Wir haben nachgerechnet und verglichen. Im Ergebnis kommen wir auf einen identischen Bedarf bei der Zahl der Mitarbeiter. Beim Raumbedarf haben wir ähnliche Zahlen ermittelt und die vorgesehenen Kosten in Höhe von 4,8 Millionen erscheinen realistisch. Soweit so gut.

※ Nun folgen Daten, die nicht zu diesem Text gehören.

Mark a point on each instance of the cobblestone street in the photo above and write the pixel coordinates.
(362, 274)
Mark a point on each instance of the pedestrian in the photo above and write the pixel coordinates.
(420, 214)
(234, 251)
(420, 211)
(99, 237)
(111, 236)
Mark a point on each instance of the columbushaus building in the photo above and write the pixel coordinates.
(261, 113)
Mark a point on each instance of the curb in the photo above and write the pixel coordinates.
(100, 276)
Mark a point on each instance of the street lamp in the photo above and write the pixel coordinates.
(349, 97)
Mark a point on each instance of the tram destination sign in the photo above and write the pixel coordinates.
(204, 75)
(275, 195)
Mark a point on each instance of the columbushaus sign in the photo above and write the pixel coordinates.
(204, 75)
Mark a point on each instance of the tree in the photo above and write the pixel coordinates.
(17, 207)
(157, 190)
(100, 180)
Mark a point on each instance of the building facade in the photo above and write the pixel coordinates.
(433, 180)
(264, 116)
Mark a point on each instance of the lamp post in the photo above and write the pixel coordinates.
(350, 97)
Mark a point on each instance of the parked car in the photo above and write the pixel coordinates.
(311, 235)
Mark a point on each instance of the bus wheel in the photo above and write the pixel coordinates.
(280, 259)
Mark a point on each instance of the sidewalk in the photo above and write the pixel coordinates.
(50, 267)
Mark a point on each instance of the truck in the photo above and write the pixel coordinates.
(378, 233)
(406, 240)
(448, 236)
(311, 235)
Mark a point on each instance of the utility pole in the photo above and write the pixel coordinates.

In der Rücklage der Gemeinde sind zurzeit 4,95 Millionen vorhanden. Allerdings schwindet diese Rücklage in 2014 auf 46.000 € nach Bau der neuen Kita und des Rathauses. Faktisch gibt es also nach Fertigstellung der Bauten keinerlei finanzielle Reserve mehr. Entwickeln sich die Einnahmen nicht wie erhofft oder werden unabwendbar erforderliche Kosten fällig, die heute noch niemand erahnen kann, steht die Gemeinde vor einem Finanzdesaster. Das führte in die Haushaltssicherung und/oder in Kredite. Der SPD-Fraktionsvorsitzende Dr. Heinrich Maidhof hat damit kein Problem, WIR schon.
Deshalb erwarten wir die intensive Prüfung von Public Private Partnership bis hin zur reinen Miete. Unsere wachsende Gemeinde muss liquide bleiben und Mittel für andere Investitionen dürfen nicht auf den Sankt-Nimmerleinstag verschoben werden.